В каморке караван-сарая, где венецианцы расположились на ночлег, горела масляная лампа. Дверь была распахнута. Марко растянулся на топчане, но не мог сомкнуть глаз. Рядом с ним спал Матео. Ночь была иссиня-черной, а звезды горели как-то особенно ярко. Посреди прямоугольного мощеного дворика журчала струйка фонтана.
Порой Марко казалось, что он находится в пути уже многие годы. Пестрая, загадочная жизнь тех городов, через которые они проезжали, так сильно захватывала его, что детские воспоминания все больше тускнели.
Венеция со своими каналами и островами представлялась ему хорошо знакомой, красивой картинкой, которую он видел когда-то давно. Марко откинул одеяло из овчины и встал. Большой красный жук пробежал по каменному полу и исчез в темном углу.
У фонтана сидело двое мужчин. Темная ночь почему-то вдруг посветлела, словно звезды спустились поближе к земле. Издалека доносился пронзительный вой и визг шакала, но по-том снова стало тихо.
Убедившись, что Матео крепко спит, Марко вышел во двор. В соседней комнате спали Николо и Маффео Поло — по всей видимости, тоже крепко. Марко подошел к фонтану и охладил лоб.
При его приближении мужчины замолкли.

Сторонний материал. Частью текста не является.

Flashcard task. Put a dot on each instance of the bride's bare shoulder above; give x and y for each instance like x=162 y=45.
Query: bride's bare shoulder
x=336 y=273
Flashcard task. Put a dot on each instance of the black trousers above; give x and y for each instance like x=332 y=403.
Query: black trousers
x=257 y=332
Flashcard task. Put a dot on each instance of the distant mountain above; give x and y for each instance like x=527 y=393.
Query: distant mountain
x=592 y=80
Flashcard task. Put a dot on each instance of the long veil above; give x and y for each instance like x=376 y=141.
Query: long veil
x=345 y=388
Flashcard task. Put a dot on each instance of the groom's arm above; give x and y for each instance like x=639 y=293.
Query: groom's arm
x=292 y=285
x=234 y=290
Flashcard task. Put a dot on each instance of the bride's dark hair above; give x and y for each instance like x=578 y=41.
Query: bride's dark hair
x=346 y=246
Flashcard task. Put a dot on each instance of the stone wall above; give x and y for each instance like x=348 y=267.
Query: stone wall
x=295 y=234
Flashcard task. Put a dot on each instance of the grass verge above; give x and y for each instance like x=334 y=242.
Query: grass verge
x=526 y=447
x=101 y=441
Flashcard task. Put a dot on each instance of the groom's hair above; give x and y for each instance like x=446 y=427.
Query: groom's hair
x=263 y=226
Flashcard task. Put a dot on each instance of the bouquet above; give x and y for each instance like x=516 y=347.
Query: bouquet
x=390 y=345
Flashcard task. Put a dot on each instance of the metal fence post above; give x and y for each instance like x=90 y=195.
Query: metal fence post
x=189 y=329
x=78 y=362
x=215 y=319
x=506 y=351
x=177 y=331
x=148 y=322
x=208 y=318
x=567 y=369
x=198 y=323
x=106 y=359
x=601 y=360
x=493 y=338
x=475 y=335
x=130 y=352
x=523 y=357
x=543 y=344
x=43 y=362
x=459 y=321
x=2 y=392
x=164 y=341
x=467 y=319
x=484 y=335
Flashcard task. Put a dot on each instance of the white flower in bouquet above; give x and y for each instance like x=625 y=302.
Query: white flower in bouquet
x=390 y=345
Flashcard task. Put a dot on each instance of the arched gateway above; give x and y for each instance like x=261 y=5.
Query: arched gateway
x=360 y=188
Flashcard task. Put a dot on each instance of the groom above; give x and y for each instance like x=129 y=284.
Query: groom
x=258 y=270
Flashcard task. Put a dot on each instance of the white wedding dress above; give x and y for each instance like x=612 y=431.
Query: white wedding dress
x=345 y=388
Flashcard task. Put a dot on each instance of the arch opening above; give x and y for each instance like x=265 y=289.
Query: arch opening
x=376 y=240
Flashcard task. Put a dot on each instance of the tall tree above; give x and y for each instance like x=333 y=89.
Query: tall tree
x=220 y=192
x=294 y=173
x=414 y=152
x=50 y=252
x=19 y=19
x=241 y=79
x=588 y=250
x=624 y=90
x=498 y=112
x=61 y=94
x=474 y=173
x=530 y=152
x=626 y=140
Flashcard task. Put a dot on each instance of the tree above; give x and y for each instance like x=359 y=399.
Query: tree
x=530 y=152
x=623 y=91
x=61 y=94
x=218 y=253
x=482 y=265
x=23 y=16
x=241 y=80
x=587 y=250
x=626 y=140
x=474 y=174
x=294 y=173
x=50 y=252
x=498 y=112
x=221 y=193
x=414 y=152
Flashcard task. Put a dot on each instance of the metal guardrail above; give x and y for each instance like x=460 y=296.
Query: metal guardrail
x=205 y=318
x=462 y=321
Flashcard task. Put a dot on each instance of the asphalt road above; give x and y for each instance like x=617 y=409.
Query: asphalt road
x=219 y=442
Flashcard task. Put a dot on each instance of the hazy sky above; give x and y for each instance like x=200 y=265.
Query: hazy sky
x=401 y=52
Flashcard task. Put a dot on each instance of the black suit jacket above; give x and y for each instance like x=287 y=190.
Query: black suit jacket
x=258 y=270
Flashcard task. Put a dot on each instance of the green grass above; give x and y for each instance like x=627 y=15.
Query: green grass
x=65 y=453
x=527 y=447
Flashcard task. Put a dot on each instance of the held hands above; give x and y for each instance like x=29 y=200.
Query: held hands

Один из них — рослый, крепко скроенный человек, одетый в тяжелый парчовый халат, — встал и обошел вокруг фонтана. Он не сводил взгляда своих темных глаз с Марко, словно хотел увидеть его насквозь.
— Ах, это вы, мессер Поло, — сказал он. — А я уже подумал, что сюда прокрался соглядатай, охочий до чужих разговоров. Посидите с нами.
Марко узнал в этом высоком черноволосом персе купца Хаджи-Мухаммеда. Он владел итальянским не хуже любого неаполитанца и с удовольствием на нем говорил.
— Простите, я не хотел бы вам помешать, — сказал Марко.
— Да что вы! Присаживайтесь к нам, прошу вас. В такую ночь, как эта, раскрываются сердца. Так говорят у нас в Кермане, когда небо усеяно звездами.
Марко принял его приглашение. По персидскому обычаю он приложил правую руку к груди и поклонился незнакомцу.
— Хасан-бек из Самарканда, — представил незнакомца Хаджи-Мухаммед. — Он тоже следует в Ормуз.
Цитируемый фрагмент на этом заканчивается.